Des précisions sur les étapes de cette démarche sont disponibles dans
l’article de Durieux et al. (Les Cahiers de l’ASELF, 2012, volume 10, fasc. 1).
Formulation de la question clinique
Chez les enfants dyslexiques d’âge scolaire apprenant à lire dans une langue
relativement transparente comme le français1 (P), une intervention de type
phonologique (I) est-elle, à elle seule, efficace pour améliorer la lecture (O) ?
1 En lecture, le français est considéré comme une langue “intermédiaire” donc relativement transparente. Du moins, la consistence grapho-phonémique est plus consitante qu’en anglais et moins qu’en espagnol, italien ou allemand (voir par exemple, Borgwaldt, Hellwig & de Groot, 2005 in Sprenger-Charolles, Siegel, Jiménez & Ziegler, 2010)
2 – Les Cahiers de l’ASELF (2014) Vol. 11, fasc. 3
Recherche des données issues de la littérature
Termes utilisés pour la recherche: Dyslexia, phonological remediation
program, children, reading skills.
Bases de données bibliographiques utilisées pour la recherche de données
scientifiques: Cochrane Database of Systematic Reviews et Scopus.
Résultats de la recherche : 15 articles (juin 2014).
Analyse et sélection des données issues de la littérature
Dans un premier temps, les trois articles ayant pour objet des langues non
alphabétiques ont été écartés : un article sur le malais (15), un sur le chinois
(13) et un sur l’arabe (1).
Voici une description succincte du contenu des 12 autres articles
obtenus par la recherche documentaire :
Un article compare l’efficacité de deux programmes multiples
d’intervention (programme phonologique combiné, soit à l’entrainement
de stratégies d’identification de mots, soit à un entrainement de type
lexical et morpho-orthographique) avec deux programmes
d’intervention alternatifs (n’entrainant pas la lecture) et avec un
programme unique d’intervention phonologique (sans groupe contrôle).

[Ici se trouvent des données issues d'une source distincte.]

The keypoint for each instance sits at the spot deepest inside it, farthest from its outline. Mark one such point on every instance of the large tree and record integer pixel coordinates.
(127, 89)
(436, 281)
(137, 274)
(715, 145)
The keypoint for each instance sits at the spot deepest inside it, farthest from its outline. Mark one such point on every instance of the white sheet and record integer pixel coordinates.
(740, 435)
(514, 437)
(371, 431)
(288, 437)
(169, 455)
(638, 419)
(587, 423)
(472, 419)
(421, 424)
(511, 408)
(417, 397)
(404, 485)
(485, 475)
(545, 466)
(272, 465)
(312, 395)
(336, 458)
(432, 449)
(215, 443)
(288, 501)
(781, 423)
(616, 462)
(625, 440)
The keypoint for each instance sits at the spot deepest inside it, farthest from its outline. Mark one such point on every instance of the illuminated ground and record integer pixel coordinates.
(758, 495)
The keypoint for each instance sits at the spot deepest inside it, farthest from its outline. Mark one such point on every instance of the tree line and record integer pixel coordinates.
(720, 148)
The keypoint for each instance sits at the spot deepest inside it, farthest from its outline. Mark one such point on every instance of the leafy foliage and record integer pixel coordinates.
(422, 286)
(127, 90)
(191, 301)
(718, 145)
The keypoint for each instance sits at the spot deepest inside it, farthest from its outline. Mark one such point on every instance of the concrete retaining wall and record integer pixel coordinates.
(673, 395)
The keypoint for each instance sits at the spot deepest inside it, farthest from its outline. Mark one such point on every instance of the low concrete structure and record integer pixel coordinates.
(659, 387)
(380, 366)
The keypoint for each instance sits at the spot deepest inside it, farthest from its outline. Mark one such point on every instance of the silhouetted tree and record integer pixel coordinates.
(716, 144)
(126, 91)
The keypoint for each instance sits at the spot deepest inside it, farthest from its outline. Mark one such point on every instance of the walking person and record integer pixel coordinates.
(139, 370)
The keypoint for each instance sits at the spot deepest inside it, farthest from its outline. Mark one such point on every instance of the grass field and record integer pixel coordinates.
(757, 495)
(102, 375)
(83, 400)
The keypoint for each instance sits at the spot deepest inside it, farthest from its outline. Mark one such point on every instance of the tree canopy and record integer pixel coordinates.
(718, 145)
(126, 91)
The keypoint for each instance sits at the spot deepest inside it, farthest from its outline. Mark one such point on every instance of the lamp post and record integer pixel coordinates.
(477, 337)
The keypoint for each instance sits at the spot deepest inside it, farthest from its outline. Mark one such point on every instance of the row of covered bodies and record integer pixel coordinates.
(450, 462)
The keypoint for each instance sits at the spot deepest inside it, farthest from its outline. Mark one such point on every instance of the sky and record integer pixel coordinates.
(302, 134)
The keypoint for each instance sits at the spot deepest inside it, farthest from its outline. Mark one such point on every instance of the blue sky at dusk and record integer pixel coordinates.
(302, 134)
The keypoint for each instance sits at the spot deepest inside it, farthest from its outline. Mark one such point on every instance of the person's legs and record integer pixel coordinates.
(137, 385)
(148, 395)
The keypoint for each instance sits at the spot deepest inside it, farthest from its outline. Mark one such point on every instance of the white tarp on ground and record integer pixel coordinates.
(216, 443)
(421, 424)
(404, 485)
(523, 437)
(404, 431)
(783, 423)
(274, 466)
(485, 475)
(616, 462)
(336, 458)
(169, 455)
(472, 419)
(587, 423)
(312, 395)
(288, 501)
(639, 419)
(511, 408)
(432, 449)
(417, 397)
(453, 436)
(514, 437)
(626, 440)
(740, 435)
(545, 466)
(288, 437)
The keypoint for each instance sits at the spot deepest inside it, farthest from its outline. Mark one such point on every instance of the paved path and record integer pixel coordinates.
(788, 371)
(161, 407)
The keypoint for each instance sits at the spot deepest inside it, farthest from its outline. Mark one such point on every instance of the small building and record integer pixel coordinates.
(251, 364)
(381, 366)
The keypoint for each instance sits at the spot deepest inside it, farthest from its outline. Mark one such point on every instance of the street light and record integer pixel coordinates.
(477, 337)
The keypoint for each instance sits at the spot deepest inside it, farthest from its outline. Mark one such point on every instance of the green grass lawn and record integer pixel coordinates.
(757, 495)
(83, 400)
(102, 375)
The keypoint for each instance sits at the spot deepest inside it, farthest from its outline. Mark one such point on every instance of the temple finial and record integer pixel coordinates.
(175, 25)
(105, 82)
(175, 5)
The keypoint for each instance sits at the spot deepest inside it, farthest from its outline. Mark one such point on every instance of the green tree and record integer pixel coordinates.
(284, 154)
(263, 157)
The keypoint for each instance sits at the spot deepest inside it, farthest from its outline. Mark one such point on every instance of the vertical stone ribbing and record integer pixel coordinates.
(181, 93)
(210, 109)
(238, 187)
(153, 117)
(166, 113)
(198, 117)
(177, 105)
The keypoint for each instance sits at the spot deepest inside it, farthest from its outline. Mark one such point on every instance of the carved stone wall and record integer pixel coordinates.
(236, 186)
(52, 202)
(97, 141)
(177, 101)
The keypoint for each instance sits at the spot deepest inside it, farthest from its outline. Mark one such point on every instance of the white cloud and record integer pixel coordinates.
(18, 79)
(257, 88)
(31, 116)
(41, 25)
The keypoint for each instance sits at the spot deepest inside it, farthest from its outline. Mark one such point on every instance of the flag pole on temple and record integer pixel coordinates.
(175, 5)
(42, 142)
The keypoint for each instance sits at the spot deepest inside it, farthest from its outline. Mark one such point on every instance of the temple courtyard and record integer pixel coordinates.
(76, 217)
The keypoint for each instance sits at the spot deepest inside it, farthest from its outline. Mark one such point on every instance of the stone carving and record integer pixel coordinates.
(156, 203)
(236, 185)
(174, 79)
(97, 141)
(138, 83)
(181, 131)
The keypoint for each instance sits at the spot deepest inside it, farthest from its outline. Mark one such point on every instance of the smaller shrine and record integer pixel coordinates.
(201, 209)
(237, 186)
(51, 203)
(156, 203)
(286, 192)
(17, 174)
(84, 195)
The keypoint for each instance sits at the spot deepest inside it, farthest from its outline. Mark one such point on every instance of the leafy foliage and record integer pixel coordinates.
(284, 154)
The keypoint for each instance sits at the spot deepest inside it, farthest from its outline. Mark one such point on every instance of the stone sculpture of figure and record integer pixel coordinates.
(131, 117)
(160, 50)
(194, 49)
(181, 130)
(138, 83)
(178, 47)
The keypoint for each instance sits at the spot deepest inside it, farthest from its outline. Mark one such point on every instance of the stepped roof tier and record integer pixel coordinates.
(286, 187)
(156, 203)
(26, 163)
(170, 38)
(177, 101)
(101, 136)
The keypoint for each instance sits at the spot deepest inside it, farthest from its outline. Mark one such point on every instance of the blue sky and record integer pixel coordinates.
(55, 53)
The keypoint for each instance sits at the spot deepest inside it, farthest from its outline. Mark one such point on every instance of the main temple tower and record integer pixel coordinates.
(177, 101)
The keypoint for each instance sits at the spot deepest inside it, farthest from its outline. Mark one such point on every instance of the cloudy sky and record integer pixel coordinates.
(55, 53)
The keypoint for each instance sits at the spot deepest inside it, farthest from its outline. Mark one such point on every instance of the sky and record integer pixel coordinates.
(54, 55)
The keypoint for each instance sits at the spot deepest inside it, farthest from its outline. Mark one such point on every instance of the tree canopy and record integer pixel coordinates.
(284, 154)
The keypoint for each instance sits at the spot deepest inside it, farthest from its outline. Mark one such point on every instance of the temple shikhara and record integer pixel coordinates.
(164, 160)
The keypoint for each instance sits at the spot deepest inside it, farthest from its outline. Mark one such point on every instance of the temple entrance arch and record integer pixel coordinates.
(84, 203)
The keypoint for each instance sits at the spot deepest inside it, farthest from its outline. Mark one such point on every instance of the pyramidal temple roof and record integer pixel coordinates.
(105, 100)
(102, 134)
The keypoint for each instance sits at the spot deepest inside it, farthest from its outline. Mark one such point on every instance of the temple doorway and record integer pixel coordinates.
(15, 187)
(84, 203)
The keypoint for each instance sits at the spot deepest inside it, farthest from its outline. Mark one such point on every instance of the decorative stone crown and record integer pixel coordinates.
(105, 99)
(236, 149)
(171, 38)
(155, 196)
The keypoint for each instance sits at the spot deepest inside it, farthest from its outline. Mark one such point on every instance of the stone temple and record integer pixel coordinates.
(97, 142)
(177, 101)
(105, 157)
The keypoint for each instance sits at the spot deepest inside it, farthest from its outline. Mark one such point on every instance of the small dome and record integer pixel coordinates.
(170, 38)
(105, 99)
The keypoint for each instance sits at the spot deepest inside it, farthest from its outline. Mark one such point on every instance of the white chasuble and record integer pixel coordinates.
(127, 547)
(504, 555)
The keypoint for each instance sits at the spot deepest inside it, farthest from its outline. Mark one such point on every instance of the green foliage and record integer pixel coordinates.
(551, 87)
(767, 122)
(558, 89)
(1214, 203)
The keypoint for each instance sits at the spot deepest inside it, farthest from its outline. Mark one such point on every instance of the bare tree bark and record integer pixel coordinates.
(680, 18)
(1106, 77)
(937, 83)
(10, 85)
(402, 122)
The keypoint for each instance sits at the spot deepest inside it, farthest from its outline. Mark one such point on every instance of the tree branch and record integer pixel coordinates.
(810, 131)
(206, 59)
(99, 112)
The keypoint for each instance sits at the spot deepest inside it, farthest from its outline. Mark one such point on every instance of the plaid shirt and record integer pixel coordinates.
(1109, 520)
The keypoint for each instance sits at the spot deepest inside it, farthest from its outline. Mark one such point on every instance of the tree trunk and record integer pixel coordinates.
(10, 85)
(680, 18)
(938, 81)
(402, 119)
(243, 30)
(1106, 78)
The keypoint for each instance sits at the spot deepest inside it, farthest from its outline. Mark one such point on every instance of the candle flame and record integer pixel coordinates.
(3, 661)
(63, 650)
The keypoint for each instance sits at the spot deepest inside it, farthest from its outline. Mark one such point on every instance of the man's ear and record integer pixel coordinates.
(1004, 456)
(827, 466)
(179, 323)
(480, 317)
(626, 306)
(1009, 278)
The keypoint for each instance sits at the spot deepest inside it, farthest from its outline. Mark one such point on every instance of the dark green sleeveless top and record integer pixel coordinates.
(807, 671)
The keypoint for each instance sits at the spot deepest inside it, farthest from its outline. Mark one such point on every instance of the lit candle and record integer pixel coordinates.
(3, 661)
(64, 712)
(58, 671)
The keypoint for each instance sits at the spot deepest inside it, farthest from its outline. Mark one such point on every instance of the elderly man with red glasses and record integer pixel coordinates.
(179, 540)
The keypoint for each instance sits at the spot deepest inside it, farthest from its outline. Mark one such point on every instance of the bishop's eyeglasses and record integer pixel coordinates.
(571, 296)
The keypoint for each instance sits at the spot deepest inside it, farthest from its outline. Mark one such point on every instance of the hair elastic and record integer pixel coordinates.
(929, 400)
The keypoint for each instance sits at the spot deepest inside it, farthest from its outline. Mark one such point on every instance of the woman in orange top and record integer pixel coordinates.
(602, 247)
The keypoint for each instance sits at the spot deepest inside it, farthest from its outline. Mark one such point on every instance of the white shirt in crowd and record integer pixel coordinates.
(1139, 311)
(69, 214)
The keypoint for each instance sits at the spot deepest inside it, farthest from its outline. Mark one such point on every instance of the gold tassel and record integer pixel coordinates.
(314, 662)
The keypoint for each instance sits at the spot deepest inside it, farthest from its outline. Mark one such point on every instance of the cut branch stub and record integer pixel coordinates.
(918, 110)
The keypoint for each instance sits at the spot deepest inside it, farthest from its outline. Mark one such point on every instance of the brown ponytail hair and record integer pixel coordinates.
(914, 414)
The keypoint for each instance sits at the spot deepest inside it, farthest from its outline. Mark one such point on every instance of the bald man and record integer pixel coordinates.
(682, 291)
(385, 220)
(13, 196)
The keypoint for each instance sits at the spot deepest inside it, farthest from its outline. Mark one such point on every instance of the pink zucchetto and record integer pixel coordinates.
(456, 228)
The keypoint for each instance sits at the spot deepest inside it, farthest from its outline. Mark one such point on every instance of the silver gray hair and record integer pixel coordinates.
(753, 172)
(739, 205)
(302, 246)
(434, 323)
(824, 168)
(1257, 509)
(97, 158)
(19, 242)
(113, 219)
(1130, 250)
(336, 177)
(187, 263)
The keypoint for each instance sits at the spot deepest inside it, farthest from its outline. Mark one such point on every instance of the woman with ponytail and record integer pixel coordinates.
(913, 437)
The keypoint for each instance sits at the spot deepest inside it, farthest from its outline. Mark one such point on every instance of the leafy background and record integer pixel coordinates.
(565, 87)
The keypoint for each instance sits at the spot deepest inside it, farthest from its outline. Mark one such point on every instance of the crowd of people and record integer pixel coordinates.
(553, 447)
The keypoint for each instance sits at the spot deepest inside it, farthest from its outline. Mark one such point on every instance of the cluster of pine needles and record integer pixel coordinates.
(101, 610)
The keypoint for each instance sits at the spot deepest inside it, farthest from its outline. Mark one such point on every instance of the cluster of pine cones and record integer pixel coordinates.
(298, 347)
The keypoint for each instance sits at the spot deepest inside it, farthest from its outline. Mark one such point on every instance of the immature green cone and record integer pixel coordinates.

Les enfants sont de mauvais lecteurs (et non des dyslexiques). La langue
cible est l’anglais (8).
Un article s’intéresse aux effets d’un programme d’intervention de type
phonologique. Les enfants sont de mauvais lecteurs (et non des
dyslexiques) et sont comparés à un groupe contrôle (non soumis au
programme) composé d’enfants n’ayant pas de difficulté dans
l’apprentissage de la lecture. La langue cible est le portugais (3).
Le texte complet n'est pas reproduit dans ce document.